Keeping Step With Dairy Chillers, Plate Exchangers and Coolers

Published on Wed, 06/13/2018 - 10:44am

 Keeping Step With Dairy Chillers, Plate Exchangers and Coolers

 By Bruce Derksen for American Dairymen Magazine

 As I considered the topic of dairy chillers and coolers, I thought I had a firm grasp of the subject.  I mean, how much can there be to it?  You cool the milk, put it in a tank just like dairy farmers have been doing for decades and the wheel just keeps on spinning.  Nothing to see here, right?

But as I researched the subject, I learned that the old saying is true- the more things stay the same, the more they change.  
In the days of the average dairy farm existing almost in a vacuum, relatively stable in size and numbers, the milk was generally pumped from the four or six cow parlor to a refrigerated collection tank where it was cooled over time and later picked up at regular intervals by the dairy truck.  Almost every dairy had a similar number of cows and it was very close to a one size fits all mentality.  The tank that was installed twenty years ago to match the forty cow herd stayed in use until it fell apart, barring a major equipment malfunction.
But as life makes a habit, things are constantly changing.  The severely depleted number of overall producers are adapting by installing larger variable sized robotic milking parlors that can service as many as eighty cows at one time in extremely large operations.  Imagine all that milk rushing from that many cows into a lowly collection cooler tank.  The math to quickly cool such large amounts of product safely simply does not compute, forcing companies to step up their technologies of efficient chillers, plate exchangers and coolers.

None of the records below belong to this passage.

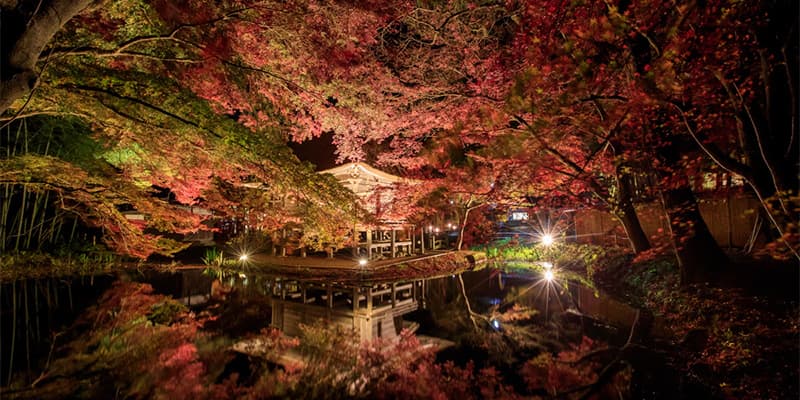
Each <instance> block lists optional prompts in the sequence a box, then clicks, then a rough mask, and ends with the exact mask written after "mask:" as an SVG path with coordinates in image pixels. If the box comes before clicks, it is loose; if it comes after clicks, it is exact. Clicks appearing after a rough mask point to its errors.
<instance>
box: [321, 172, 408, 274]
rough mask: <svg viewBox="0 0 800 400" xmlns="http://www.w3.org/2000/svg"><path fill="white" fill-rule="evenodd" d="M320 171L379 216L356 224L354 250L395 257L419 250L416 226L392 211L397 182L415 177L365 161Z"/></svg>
mask: <svg viewBox="0 0 800 400" xmlns="http://www.w3.org/2000/svg"><path fill="white" fill-rule="evenodd" d="M320 173H321V174H331V175H333V176H334V177H336V179H338V180H339V182H341V183H342V185H344V186H345V187H347V188H348V189H350V190H352V191H353V193H355V194H356V196H358V198H359V199H360V200H361V203H362V205H363V206H364V207H365V208H366V209H367V210H368V211H369V212H371V213H372V214H373V215H375V217H376V218H377V224H375V225H371V226H366V225H357V226H355V227H354V229H353V234H354V237H355V238H356V241H357V245H356V246H354V254H356V255H358V254H363V255H365V256H367V257H368V258H370V259H373V258H381V257H392V258H394V257H397V256H403V255H409V254H413V253H414V252H415V251H416V249H415V247H414V226H413V225H411V224H408V223H407V222H406V221H405V218H401V217H396V216H393V215H392V213H391V212H390V209H391V207H390V206H391V203H392V202H393V201H394V199H395V192H396V190H397V185H398V184H401V183H411V182H412V181H410V180H408V179H404V178H401V177H399V176H395V175H392V174H388V173H386V172H383V171H380V170H378V169H375V168H373V167H371V166H369V165H367V164H364V163H347V164H344V165H340V166H338V167H334V168H331V169H327V170H324V171H320Z"/></svg>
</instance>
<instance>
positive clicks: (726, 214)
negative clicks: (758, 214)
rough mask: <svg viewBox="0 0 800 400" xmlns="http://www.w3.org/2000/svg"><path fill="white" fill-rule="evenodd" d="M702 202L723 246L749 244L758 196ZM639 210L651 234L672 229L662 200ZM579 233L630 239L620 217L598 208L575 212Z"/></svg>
mask: <svg viewBox="0 0 800 400" xmlns="http://www.w3.org/2000/svg"><path fill="white" fill-rule="evenodd" d="M699 203H700V214H701V215H702V216H703V219H704V220H705V221H706V224H707V225H708V228H709V229H710V230H711V234H712V235H714V239H716V240H717V243H719V245H720V246H723V247H744V246H745V245H747V243H748V242H749V241H750V237H751V235H753V231H754V226H755V225H756V223H757V221H758V217H757V215H758V208H759V207H760V205H759V203H758V201H757V200H755V199H753V198H749V197H732V198H729V199H702V200H699ZM636 213H637V214H638V215H639V221H640V222H641V224H642V227H643V228H644V231H645V233H647V236H648V237H651V238H652V237H654V236H656V237H658V236H662V235H664V234H667V233H669V224H668V221H667V217H666V214H665V213H664V209H663V207H661V204H658V203H647V204H640V205H637V207H636ZM575 234H576V239H577V241H578V242H580V243H595V244H610V243H616V244H623V243H624V242H625V241H627V236H626V234H625V230H624V229H623V228H622V225H621V224H620V223H619V221H617V219H616V218H614V216H612V215H611V214H610V213H608V212H604V211H597V210H578V211H576V212H575Z"/></svg>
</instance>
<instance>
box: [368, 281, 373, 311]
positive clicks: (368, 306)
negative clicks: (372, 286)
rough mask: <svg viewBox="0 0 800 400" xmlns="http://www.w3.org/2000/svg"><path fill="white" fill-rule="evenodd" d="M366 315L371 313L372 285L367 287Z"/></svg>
mask: <svg viewBox="0 0 800 400" xmlns="http://www.w3.org/2000/svg"><path fill="white" fill-rule="evenodd" d="M367 315H369V316H371V315H372V287H371V286H370V287H368V288H367Z"/></svg>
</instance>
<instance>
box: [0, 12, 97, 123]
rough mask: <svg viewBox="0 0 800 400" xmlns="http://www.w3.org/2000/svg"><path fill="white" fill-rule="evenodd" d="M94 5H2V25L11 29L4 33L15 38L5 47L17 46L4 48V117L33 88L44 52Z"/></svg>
mask: <svg viewBox="0 0 800 400" xmlns="http://www.w3.org/2000/svg"><path fill="white" fill-rule="evenodd" d="M16 3H19V4H16ZM23 3H24V4H23ZM28 3H33V5H34V7H26V6H30V5H31V4H28ZM37 3H38V5H37ZM91 3H92V0H52V1H44V2H41V1H39V2H36V1H34V2H31V1H27V2H26V1H20V2H6V3H3V4H2V6H3V7H2V8H0V18H1V20H0V22H2V24H4V25H9V26H10V27H11V28H9V29H8V30H6V29H4V30H3V33H4V34H6V35H9V36H11V37H14V39H11V40H8V39H4V40H3V45H6V44H7V43H8V44H13V45H11V46H4V48H3V49H2V53H3V54H0V60H2V62H0V69H2V71H0V72H2V73H0V76H1V77H2V78H0V114H2V113H3V112H5V111H6V110H7V109H8V108H9V107H10V106H11V104H12V103H13V102H14V101H16V100H17V99H19V98H20V97H23V96H25V95H26V94H28V93H29V92H30V91H31V90H32V89H33V86H34V85H35V84H36V79H37V75H36V73H35V72H34V67H35V66H36V63H37V62H38V61H39V57H40V54H41V53H42V50H43V49H44V48H45V46H47V44H48V43H49V42H50V40H52V39H53V36H55V34H56V33H58V31H60V30H61V27H63V26H64V24H66V23H67V21H69V19H70V18H72V17H74V16H75V15H78V14H79V13H80V12H81V11H83V10H84V9H86V7H88V6H89V5H90V4H91ZM7 6H16V9H9V8H6V7H7ZM22 9H31V10H33V9H36V10H37V12H36V13H35V14H34V15H33V16H28V15H25V13H23V12H21V11H19V10H22ZM20 22H21V23H20ZM7 40H8V41H7Z"/></svg>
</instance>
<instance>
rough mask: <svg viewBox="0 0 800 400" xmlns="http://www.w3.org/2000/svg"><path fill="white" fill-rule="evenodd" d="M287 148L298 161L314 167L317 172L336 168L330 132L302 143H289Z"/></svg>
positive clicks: (293, 142) (331, 137) (335, 161)
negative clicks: (295, 157) (330, 168)
mask: <svg viewBox="0 0 800 400" xmlns="http://www.w3.org/2000/svg"><path fill="white" fill-rule="evenodd" d="M289 147H290V148H291V149H292V150H293V151H294V153H295V154H297V157H298V158H299V159H301V160H303V161H308V162H310V163H312V164H314V165H316V166H317V171H322V170H325V169H328V168H333V167H335V166H336V154H334V149H335V147H334V145H333V133H332V132H326V133H323V134H322V135H321V136H320V137H318V138H316V139H312V140H307V141H305V142H303V143H294V142H290V143H289Z"/></svg>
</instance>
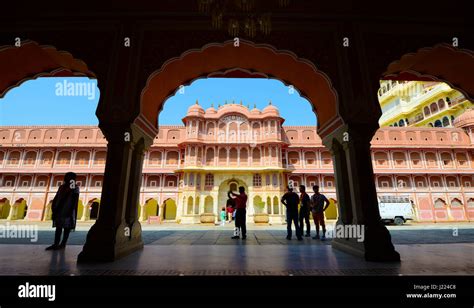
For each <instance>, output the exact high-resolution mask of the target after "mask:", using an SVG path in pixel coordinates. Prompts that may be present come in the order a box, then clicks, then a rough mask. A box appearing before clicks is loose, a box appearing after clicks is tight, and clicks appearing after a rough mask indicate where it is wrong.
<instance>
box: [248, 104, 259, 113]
mask: <svg viewBox="0 0 474 308" xmlns="http://www.w3.org/2000/svg"><path fill="white" fill-rule="evenodd" d="M250 113H251V114H260V110H258V109H257V104H254V105H253V109H252V110H250Z"/></svg>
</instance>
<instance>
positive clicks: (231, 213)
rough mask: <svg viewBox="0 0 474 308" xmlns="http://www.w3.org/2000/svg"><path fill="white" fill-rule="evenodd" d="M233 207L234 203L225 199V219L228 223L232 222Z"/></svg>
mask: <svg viewBox="0 0 474 308" xmlns="http://www.w3.org/2000/svg"><path fill="white" fill-rule="evenodd" d="M234 207H235V202H234V199H227V204H226V208H227V218H228V220H229V223H231V222H232V220H234V219H233V218H234Z"/></svg>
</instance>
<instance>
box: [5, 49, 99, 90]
mask: <svg viewBox="0 0 474 308" xmlns="http://www.w3.org/2000/svg"><path fill="white" fill-rule="evenodd" d="M0 67H1V68H2V74H1V76H0V98H2V97H3V96H5V94H6V93H7V92H8V91H9V90H10V89H12V88H14V87H17V86H19V85H21V84H22V83H23V82H25V81H28V80H32V79H36V78H38V77H65V76H82V77H90V78H95V74H94V73H93V72H92V71H90V70H89V69H88V68H87V65H86V64H85V63H84V62H83V61H81V60H79V59H75V58H74V57H73V56H72V55H71V54H70V53H68V52H66V51H58V50H57V49H56V48H55V47H53V46H46V45H39V44H38V43H37V42H34V41H30V40H25V41H24V42H22V44H21V47H16V46H11V45H9V46H1V47H0Z"/></svg>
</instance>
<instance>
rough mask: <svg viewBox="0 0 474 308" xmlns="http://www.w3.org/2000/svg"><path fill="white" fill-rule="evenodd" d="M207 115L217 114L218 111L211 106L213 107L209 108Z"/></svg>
mask: <svg viewBox="0 0 474 308" xmlns="http://www.w3.org/2000/svg"><path fill="white" fill-rule="evenodd" d="M206 113H217V111H216V109H215V108H214V105H211V107H209V108H207V109H206Z"/></svg>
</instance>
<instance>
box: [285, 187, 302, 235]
mask: <svg viewBox="0 0 474 308" xmlns="http://www.w3.org/2000/svg"><path fill="white" fill-rule="evenodd" d="M299 202H300V198H299V197H298V194H297V193H295V192H293V188H292V187H291V186H288V191H287V192H286V193H285V194H284V195H283V197H281V203H283V204H284V205H285V206H286V230H287V235H286V239H287V240H291V235H292V234H291V233H292V232H291V223H292V222H293V223H294V224H295V232H296V237H297V238H298V241H302V240H303V237H302V236H301V230H300V226H299V224H298V203H299Z"/></svg>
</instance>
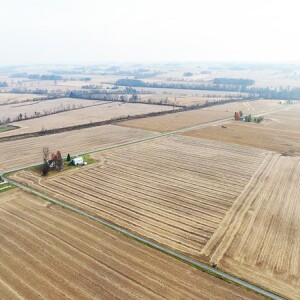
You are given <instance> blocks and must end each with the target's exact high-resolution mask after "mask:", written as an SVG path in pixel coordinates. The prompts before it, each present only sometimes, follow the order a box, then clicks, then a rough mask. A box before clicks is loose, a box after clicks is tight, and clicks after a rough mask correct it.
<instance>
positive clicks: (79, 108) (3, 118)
mask: <svg viewBox="0 0 300 300" xmlns="http://www.w3.org/2000/svg"><path fill="white" fill-rule="evenodd" d="M82 107H83V106H82V104H80V105H76V104H72V105H71V104H68V105H62V104H61V105H60V106H58V107H54V108H49V109H44V110H43V111H35V112H34V113H33V114H32V115H27V113H24V114H22V113H19V114H18V115H17V116H16V117H14V118H9V117H8V118H6V117H4V118H2V119H1V120H0V125H5V124H9V123H11V122H19V121H24V120H30V119H35V118H40V117H44V116H49V115H53V114H57V113H61V112H65V111H70V110H75V109H81V108H82Z"/></svg>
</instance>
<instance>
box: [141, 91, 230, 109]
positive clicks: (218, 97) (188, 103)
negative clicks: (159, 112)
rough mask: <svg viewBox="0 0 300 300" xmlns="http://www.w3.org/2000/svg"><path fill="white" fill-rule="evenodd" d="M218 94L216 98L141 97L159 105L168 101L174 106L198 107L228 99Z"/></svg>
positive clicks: (150, 95) (180, 97) (211, 97)
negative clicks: (173, 104)
mask: <svg viewBox="0 0 300 300" xmlns="http://www.w3.org/2000/svg"><path fill="white" fill-rule="evenodd" d="M219 96H220V97H218V95H217V94H216V95H215V97H213V96H211V97H205V96H182V95H176V94H175V95H174V94H147V95H139V97H141V99H142V100H143V101H148V100H149V99H151V101H153V102H155V103H159V102H160V101H165V100H166V99H167V100H168V102H169V103H171V104H174V105H186V106H191V105H196V104H200V105H201V104H205V103H207V102H213V101H218V100H223V99H226V97H225V96H222V95H219Z"/></svg>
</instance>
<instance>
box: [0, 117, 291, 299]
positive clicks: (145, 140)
mask: <svg viewBox="0 0 300 300" xmlns="http://www.w3.org/2000/svg"><path fill="white" fill-rule="evenodd" d="M259 114H262V113H259ZM257 115H258V114H257ZM230 120H232V118H226V119H222V120H218V121H213V122H207V123H204V124H198V125H194V126H190V127H187V128H183V129H179V130H175V131H171V132H166V133H161V134H159V135H155V136H151V137H147V138H141V139H138V140H135V141H131V142H126V143H120V144H115V145H112V146H108V147H102V148H98V149H93V150H90V151H87V152H81V153H78V154H77V155H82V154H89V153H93V152H99V151H104V150H109V149H114V148H118V147H124V146H128V145H132V144H136V143H141V142H146V141H150V140H154V139H158V138H162V137H166V136H170V135H174V134H177V133H182V132H186V131H189V130H192V129H197V128H202V127H206V126H212V125H221V124H223V123H226V122H228V121H230ZM37 165H40V163H38V164H32V165H29V166H25V167H21V168H17V169H13V170H6V171H4V172H2V173H0V175H2V176H3V175H5V174H8V173H11V172H16V171H20V170H23V169H26V168H29V167H33V166H37ZM6 180H7V182H8V183H11V184H13V185H15V186H17V187H19V188H21V189H22V190H25V191H27V192H30V193H32V194H35V195H37V196H39V197H42V198H44V199H45V200H47V201H50V202H52V203H55V204H57V205H60V206H61V207H64V208H67V209H69V210H71V211H73V212H75V213H78V214H80V215H83V216H86V217H88V218H90V219H93V220H95V221H97V222H99V223H101V224H103V225H105V226H107V227H109V228H111V229H114V230H117V231H118V232H120V233H123V234H125V235H127V236H129V237H131V238H133V239H135V240H137V241H139V242H142V243H144V244H146V245H148V246H151V247H153V248H155V249H157V250H159V251H162V252H164V253H166V254H168V255H171V256H173V257H175V258H177V259H180V260H182V261H184V262H186V263H189V264H191V265H193V266H195V267H197V268H199V269H201V270H202V271H205V272H207V273H210V274H212V275H214V276H216V277H219V278H222V279H225V280H228V281H230V282H233V283H235V284H237V285H240V286H242V287H244V288H247V289H249V290H251V291H253V292H255V293H258V294H261V295H263V296H266V297H268V298H270V299H274V300H284V299H285V298H282V297H280V296H278V295H276V294H274V293H272V292H269V291H267V290H265V289H263V288H261V287H258V286H255V285H253V284H251V283H249V282H247V281H244V280H241V279H239V278H237V277H235V276H232V275H230V274H228V273H226V272H223V271H221V270H218V269H216V268H213V267H211V266H210V265H207V264H204V263H201V262H198V261H196V260H194V259H191V258H189V257H187V256H185V255H182V254H180V253H178V252H176V251H173V250H171V249H169V248H167V247H164V246H162V245H159V244H157V243H155V242H153V241H150V240H148V239H146V238H143V237H141V236H139V235H137V234H134V233H132V232H130V231H128V230H126V229H124V228H121V227H119V226H117V225H115V224H113V223H110V222H108V221H105V220H103V219H101V218H98V217H96V216H93V215H91V214H89V213H87V212H85V211H82V210H80V209H78V208H76V207H72V206H70V205H68V204H65V203H63V202H61V201H59V200H57V199H55V198H53V197H49V196H47V195H45V194H43V193H41V192H38V191H36V190H34V189H32V188H29V187H26V186H24V185H22V184H19V183H17V182H15V181H13V180H11V179H8V178H7V179H6Z"/></svg>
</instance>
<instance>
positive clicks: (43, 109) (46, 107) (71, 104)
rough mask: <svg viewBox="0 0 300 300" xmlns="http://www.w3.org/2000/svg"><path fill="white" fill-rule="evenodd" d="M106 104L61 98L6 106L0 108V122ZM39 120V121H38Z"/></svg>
mask: <svg viewBox="0 0 300 300" xmlns="http://www.w3.org/2000/svg"><path fill="white" fill-rule="evenodd" d="M105 103H106V102H104V101H103V102H102V101H101V102H100V101H92V100H81V99H71V98H61V99H53V100H39V101H28V102H23V103H17V104H7V105H2V106H0V120H3V119H5V120H7V118H10V119H11V120H15V119H16V117H18V116H19V115H20V114H22V118H26V117H27V118H30V117H32V116H36V115H45V114H49V115H50V114H53V113H55V112H57V111H63V110H70V109H75V108H77V109H78V108H83V107H87V106H92V105H96V104H98V105H99V104H100V105H101V104H105ZM40 120H41V119H40Z"/></svg>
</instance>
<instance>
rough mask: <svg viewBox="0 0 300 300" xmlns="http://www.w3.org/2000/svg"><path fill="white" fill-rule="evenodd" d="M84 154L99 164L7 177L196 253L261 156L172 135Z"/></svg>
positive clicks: (199, 253) (217, 227)
mask: <svg viewBox="0 0 300 300" xmlns="http://www.w3.org/2000/svg"><path fill="white" fill-rule="evenodd" d="M92 156H93V157H95V158H96V159H98V160H99V161H100V162H99V163H97V164H93V165H90V166H87V167H83V168H82V169H79V170H78V169H75V170H72V171H69V172H67V173H61V174H59V175H56V176H51V177H49V178H46V179H44V178H43V179H41V178H40V176H39V175H37V174H36V175H35V174H33V173H31V172H29V171H20V172H18V173H16V174H14V176H13V178H14V179H15V180H17V181H19V182H22V183H24V184H26V185H29V186H31V187H33V188H34V189H38V190H41V191H43V192H45V193H48V194H51V195H55V197H57V198H59V199H61V200H63V201H65V202H67V203H70V204H71V205H73V206H76V207H80V208H81V209H83V210H85V211H89V212H91V213H93V214H95V215H98V216H100V217H102V218H104V219H108V220H110V221H112V222H114V223H116V224H118V225H120V226H121V227H124V228H127V229H129V230H131V231H133V232H137V233H138V234H140V235H143V236H146V237H148V238H150V239H153V240H156V241H157V242H159V243H160V244H163V245H166V246H168V247H171V248H173V249H175V250H178V251H181V252H183V253H185V254H188V255H192V256H194V257H196V258H199V257H200V251H201V249H202V248H203V246H204V245H205V244H206V243H207V241H208V240H209V239H210V238H211V236H212V235H213V233H214V232H215V230H216V229H217V228H218V226H219V224H220V222H221V221H222V219H223V218H224V216H225V215H226V213H227V211H228V210H229V209H230V208H231V206H232V205H233V203H234V202H235V200H236V199H237V197H238V196H239V194H240V193H241V192H242V190H243V189H244V187H245V186H246V185H247V183H248V182H249V180H250V178H251V177H252V175H253V174H254V173H255V171H256V170H257V168H258V167H259V166H260V165H261V163H262V162H263V161H264V159H265V156H266V154H265V152H264V151H259V150H256V149H251V148H245V147H239V146H234V145H233V146H231V145H229V144H225V143H217V142H212V141H206V140H199V139H194V138H186V137H182V136H172V137H168V138H161V139H159V140H153V141H151V142H147V143H142V144H136V145H131V146H129V147H123V148H119V149H116V150H114V151H107V152H99V153H94V154H93V155H92ZM233 161H235V163H234V164H233V163H232V162H233Z"/></svg>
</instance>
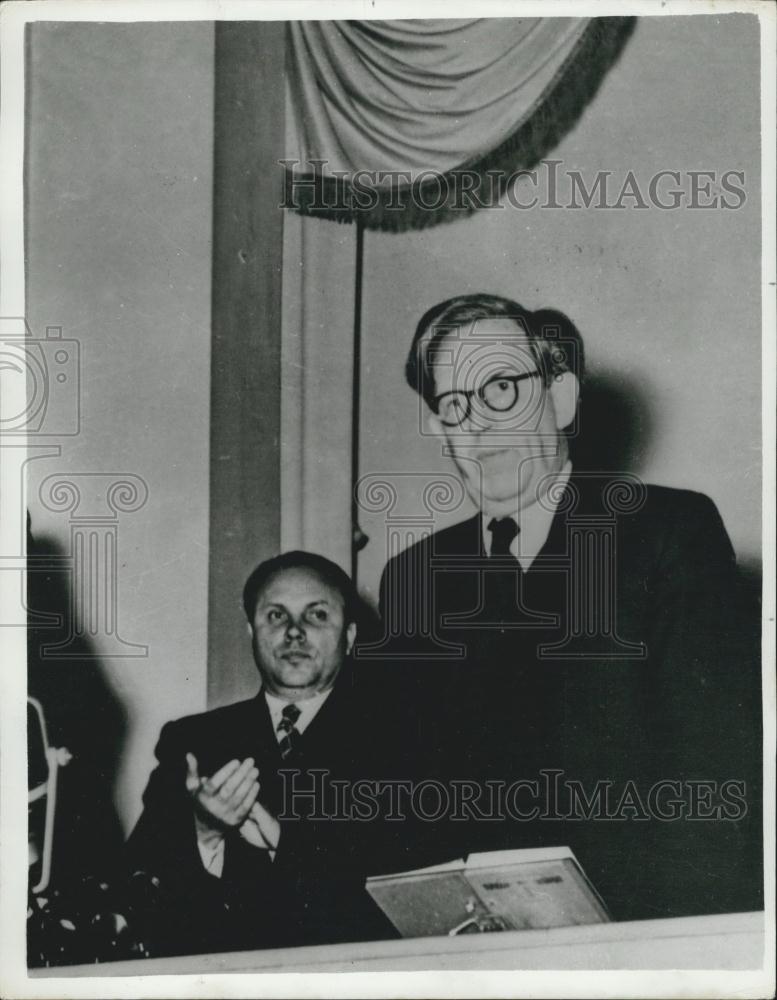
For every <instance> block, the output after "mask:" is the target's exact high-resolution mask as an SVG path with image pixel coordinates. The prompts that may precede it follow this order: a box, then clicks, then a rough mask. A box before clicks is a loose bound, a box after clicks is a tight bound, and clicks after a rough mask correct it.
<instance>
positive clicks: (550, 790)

Interviewing some very knowledgeable people in the field, I learned of numerous and varied ways that this problem is being attacked- first and foremost being an updated and computer controlled cooler tank. It is an accepted fact that having the cooler and refrigerant system doing the majority of the work bringing the milk to the proper temperature and holding it there, is still the most energy efficient way to proceed, but depending on the size of the dairy operation, taking into account the amount of cows milked in total and at specific times, plus the amount of production from those cows, further help may be needed in getting the milk cooled properly.
As dairies expand, beyond upgrading their coolers, many producers are adding combinations of chillers or thermo- plate heat exchangers, run either by water or glycol and water mixtures. For those with a sufficient amount of cold well water available, a plate heat exchanger can be added to use this supply, pre-cooling the warm milk before it reaches the milk cooler, thereby easing the energy required by and work load placed on the cooler, cutting the operating time of the refrigeration unit by as much as fifty percent.  Depending on the size required, these units can be wall or floor mounted. The basic principle of these plate exchangers is to run cold water through channels on one side while the warm milk does the same through channels on the other side of the exchanger.  Depending on the capacity required, milk can be cooled through single or multiple passes before it is directed to the cooler tank. The water supply, now warmed from the heat of the fresh milk, can be re-circulated back as drinking water for the cows.
Another option for expanding operations is to install a pre-cooler or chiller along with a plate exchanger.  These compact chillers cool a glycol water solution that is circulated through the plate heat exchanger thereby cooling the milk quicker, again saving energy usage on the tank refrigeration unit.  The warmed water is directed back to the reservoir tank to be re-chilled and used again in the process.
All of these options are computer controlled energy efficient units that can be used alone or in combination before the milk reaches the tank cooler.  Technology changes and advancements are inevitable, driven by the requirements of the dairy industry’s supply and demand.  As dairy farms grow in size to meet these demands, the need for more adaptable, reliable, and cost effective energy efficient coolers, chillers and plate heat exchangers become paramount, offering today’s producer many viable choices to fit their ever changing operations.